A comprehensive narrative review of publications from SCOPUS, PubMed, and Google Scholar (2000–2024) evaluates the feasibility of deploying machine learning and deep learning tools in health care. The analysis details opportunities in large-scale data analysis, imaging, surgical robotics, and decision support, while warning that liability ambiguity, cyber risk, and entrenched disparities could undermine safe adoption in the United States and beyond.

Study Findings

The review highlights broad AI use cases: imaging support for MRI, X-ray, CT; pathology pattern recognition; ophthalmic screening; and oncology platforms (eg, HALO™, Oncotopix®, DeepLens) designed to accelerate detection and diagnosis. Surgical applications include robotic-assisted procedures (eg, knee arthroplasty and minimally invasive cardiac surgery) associated with lower revision rates, fewer complications, and faster recovery.

AI-enabled chatbots (eg, Woebot, ChatPal) and AIoT wearables extend access and continuous monitoring, while predictive analytics drive genomics, drug discovery, outbreak modeling, and contact tracing. The review also notes AI’s dual role in cybersecurity—bolstering defenses against phishing and malware but simultaneously expanding attack surfaces as models handle sensitive health data.
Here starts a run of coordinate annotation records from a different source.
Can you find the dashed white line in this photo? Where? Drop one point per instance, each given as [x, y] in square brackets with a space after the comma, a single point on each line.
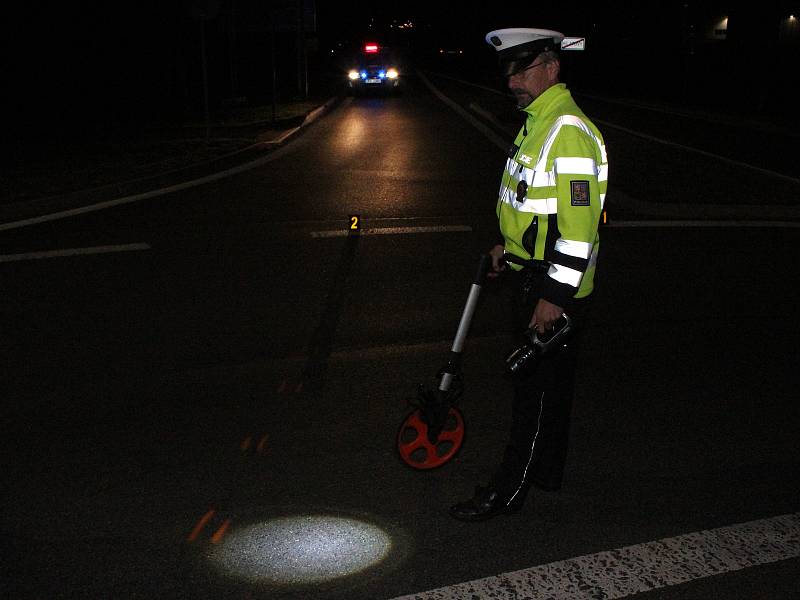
[5, 258]
[641, 567]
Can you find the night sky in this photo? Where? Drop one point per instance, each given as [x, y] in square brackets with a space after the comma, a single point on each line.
[141, 61]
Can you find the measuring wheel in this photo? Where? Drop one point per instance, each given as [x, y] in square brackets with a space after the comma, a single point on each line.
[416, 447]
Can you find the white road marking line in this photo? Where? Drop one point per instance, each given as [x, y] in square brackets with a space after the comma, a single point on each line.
[641, 567]
[787, 224]
[73, 252]
[609, 124]
[391, 231]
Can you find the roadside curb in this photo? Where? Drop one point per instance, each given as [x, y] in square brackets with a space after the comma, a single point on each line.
[22, 214]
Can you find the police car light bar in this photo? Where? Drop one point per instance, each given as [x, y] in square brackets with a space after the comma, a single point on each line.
[573, 44]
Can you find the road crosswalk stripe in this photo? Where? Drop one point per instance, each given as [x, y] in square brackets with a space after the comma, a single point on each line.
[641, 567]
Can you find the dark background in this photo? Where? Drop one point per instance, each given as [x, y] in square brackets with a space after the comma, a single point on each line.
[84, 69]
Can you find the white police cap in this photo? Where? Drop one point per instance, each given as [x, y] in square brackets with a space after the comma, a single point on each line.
[518, 47]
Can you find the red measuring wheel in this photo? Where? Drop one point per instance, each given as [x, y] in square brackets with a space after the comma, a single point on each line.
[418, 452]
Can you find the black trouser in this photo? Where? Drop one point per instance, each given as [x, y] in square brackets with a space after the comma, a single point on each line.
[537, 447]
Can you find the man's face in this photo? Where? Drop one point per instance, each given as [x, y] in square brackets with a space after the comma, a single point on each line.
[530, 82]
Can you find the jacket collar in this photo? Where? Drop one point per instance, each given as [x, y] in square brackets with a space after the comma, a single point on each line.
[547, 98]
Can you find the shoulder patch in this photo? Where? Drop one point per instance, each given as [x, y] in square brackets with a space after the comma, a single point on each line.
[579, 193]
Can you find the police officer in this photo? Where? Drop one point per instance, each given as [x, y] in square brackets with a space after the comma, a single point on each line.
[551, 197]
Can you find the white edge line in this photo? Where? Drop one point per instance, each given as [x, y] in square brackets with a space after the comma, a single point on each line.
[390, 231]
[730, 161]
[5, 258]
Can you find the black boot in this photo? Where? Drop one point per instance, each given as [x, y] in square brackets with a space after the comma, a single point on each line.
[487, 503]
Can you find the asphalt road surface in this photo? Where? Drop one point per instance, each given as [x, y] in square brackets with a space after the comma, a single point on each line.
[201, 390]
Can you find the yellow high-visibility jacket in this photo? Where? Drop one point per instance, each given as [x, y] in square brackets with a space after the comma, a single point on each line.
[552, 194]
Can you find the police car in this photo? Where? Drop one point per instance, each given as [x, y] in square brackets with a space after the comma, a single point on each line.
[377, 69]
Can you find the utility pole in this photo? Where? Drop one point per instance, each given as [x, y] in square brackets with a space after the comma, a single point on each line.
[302, 63]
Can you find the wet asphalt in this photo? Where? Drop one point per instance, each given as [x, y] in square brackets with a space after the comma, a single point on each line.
[168, 410]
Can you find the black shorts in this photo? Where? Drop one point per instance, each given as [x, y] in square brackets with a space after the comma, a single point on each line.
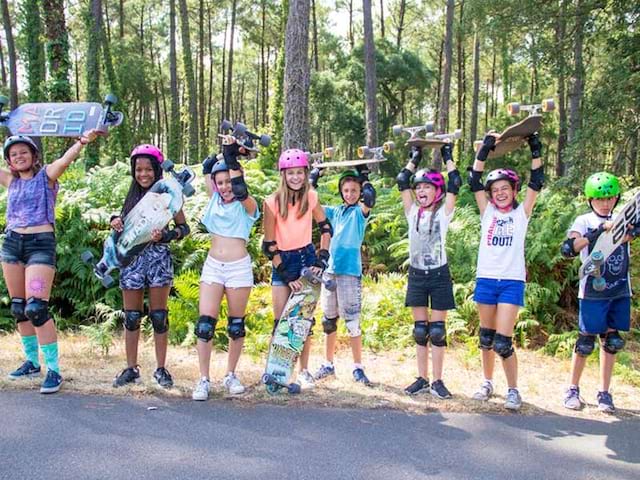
[430, 288]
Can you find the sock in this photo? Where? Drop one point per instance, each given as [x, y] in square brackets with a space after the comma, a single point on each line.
[30, 347]
[50, 352]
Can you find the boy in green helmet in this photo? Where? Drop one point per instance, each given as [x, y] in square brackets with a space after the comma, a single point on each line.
[601, 313]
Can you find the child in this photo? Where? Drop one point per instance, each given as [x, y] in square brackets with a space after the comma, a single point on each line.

Policy analysis underscores gaps in legacy frameworks (Health Insurance Portability and Accountability Act [HIPAA], General Data Protection Regulation [GDPR]) for modern AI risks such as re-identification, opaque models, and automated decision-making. Proposed solutions include clearer liability allocation among clinicians, health systems, and developers; interoperable data exchange; and explicit requirements for model explainability, training disclosure, and bias audits. Recent incidents (eg, major US cyberattacks and software outages) illustrate operational fragility and the financial stakes for providers and patients.

Clinical Implications

For clinicians and health leaders, the review argues that trustworthy AI hinges on 3 pillars:

  1. Transparency—clear documentation of training data, methods, and performance to guide fit-for-purpose use;
  2. Security—robust monitoring, least-necessary data access, de-identification, and workforce cybersecurity training; and
  3. Equity—diverse, representative datasets and routine bias evaluation to prevent algorithmic harm, particularly in rural and minority-serving settings.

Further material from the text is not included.